Tudo bem. Irei explicar com o máximo de detalhe que recordo para você me entender.

Quando era jovem e tolo (como se ainda não fosse ambos) encontrei uma menina na saída da escola na Ceilândia. Ela passou por mim e não me deu bola. Meu all star sujo e surrado, minhas calças jeans rasgadas e meu estilo punk de jovem amargurado.

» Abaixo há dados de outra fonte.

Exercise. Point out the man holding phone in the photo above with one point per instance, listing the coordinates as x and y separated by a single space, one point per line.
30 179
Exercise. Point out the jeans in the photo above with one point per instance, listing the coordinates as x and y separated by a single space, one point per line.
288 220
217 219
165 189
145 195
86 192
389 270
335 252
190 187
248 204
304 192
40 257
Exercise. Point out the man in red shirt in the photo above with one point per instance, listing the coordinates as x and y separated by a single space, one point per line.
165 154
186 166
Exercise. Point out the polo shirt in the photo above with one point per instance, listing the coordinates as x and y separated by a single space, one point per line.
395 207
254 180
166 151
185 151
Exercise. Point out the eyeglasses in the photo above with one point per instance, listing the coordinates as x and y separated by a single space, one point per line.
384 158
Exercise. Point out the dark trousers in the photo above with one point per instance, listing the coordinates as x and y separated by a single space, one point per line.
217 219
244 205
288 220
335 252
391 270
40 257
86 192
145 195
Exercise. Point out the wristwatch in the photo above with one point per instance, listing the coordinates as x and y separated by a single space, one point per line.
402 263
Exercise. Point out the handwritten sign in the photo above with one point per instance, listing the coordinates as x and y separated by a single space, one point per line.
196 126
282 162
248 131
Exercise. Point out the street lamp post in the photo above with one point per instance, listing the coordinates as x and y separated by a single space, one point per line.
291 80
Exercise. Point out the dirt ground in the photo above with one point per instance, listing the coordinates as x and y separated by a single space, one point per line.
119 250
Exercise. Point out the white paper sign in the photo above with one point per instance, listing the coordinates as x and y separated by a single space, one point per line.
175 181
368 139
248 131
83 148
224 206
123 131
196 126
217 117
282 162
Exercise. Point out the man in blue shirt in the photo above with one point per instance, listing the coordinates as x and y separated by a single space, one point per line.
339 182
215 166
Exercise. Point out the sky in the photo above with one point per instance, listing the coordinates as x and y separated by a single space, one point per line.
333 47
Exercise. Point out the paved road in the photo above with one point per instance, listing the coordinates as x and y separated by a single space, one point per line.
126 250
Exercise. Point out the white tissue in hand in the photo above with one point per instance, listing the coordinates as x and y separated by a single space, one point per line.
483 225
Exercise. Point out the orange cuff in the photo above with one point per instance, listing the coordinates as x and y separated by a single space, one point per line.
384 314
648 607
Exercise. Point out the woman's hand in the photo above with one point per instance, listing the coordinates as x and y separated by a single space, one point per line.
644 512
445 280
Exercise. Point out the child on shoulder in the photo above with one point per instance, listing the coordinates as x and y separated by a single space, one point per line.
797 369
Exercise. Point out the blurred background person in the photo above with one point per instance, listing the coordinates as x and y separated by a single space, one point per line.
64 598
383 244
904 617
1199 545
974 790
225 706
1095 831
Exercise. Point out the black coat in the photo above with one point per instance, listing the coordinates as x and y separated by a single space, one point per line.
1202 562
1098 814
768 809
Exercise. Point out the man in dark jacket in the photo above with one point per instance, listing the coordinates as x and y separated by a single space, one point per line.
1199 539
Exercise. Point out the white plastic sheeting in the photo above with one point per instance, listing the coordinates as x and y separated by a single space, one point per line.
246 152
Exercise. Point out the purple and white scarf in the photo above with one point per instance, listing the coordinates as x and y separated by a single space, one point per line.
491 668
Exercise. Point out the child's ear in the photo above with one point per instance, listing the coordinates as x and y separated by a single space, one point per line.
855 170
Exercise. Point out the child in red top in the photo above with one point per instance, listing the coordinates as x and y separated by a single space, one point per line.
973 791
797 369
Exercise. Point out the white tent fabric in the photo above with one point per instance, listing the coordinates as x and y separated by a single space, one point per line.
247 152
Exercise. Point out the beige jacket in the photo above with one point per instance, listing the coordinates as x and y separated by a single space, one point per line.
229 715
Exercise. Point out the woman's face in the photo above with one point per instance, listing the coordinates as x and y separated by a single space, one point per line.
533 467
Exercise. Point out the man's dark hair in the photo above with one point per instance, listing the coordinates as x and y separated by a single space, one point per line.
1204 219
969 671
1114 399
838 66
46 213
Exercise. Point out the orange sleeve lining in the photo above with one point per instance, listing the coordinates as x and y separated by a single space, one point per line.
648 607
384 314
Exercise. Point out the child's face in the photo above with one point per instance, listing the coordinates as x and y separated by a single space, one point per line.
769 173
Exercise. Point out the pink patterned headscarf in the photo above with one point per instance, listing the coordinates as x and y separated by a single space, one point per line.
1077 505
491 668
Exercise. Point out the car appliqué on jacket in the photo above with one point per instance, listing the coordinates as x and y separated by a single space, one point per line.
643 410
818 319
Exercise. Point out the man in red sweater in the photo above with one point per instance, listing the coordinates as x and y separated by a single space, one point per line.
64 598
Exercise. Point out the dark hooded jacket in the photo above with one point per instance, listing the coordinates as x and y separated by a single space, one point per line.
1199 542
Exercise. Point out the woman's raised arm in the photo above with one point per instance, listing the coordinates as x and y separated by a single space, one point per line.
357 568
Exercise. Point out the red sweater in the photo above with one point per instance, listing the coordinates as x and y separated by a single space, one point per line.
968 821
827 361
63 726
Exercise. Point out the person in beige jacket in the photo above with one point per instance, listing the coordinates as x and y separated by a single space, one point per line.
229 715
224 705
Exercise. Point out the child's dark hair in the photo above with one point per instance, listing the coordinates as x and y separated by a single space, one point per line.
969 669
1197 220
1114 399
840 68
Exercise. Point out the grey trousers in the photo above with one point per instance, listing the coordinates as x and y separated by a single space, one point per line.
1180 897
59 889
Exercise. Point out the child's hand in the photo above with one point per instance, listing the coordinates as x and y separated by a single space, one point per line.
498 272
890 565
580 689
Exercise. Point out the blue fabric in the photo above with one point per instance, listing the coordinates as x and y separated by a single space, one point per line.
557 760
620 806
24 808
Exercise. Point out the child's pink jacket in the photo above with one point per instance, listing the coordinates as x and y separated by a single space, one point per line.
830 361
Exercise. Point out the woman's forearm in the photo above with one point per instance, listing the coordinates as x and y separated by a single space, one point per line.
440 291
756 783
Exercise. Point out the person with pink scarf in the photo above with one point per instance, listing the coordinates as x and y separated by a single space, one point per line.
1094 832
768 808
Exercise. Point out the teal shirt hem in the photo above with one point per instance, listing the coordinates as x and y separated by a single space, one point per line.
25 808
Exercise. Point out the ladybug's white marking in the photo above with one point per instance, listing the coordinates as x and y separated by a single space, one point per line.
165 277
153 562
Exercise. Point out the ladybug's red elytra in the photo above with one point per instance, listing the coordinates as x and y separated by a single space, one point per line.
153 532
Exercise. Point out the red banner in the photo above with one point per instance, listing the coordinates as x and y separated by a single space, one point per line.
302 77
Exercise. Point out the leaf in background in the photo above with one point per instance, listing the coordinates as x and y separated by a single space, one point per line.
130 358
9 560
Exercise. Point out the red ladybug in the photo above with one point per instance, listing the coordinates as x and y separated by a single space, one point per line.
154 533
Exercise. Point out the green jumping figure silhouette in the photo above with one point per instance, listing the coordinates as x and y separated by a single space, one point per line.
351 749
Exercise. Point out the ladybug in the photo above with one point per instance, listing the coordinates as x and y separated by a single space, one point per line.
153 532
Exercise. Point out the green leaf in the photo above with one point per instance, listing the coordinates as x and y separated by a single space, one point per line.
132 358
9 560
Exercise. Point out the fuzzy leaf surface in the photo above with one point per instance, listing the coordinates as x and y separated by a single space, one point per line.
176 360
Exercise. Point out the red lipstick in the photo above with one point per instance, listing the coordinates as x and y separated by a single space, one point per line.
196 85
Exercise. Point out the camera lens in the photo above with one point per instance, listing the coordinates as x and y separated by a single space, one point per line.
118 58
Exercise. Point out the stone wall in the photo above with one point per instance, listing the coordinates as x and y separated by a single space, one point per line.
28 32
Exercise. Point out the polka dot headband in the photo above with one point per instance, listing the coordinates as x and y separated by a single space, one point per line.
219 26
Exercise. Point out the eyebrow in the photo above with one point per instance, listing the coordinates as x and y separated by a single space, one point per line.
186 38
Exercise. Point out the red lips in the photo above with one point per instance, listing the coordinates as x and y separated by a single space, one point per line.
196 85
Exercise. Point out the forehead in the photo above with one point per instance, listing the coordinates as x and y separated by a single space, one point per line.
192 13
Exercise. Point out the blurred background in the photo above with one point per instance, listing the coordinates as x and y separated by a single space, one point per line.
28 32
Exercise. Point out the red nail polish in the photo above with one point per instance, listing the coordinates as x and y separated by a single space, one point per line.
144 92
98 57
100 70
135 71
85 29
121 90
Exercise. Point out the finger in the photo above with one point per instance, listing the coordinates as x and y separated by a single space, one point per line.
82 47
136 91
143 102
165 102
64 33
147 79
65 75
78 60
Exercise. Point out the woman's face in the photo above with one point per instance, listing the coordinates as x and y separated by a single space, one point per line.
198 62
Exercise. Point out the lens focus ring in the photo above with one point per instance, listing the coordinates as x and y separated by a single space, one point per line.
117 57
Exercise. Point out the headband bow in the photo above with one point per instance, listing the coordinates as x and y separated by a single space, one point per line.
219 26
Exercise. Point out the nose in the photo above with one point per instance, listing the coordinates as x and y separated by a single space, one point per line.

Era só isso pra se ver, pra jogar na cara do espelho que eu podia ser quem quisesse ser.

Claro que não funcionou com a maior parte da galera das outras trupes e gangues de CeiLondres. Eu era odiado por gente que nem conhecia direito e xingado por quem nem ao menos eu tinha visto na vida. Pra mim nem era bullying, porque eu nem tomava conhecimento de nenhum deles. Só os ignorava. Meu estilo de vida deu errado com cada um deles.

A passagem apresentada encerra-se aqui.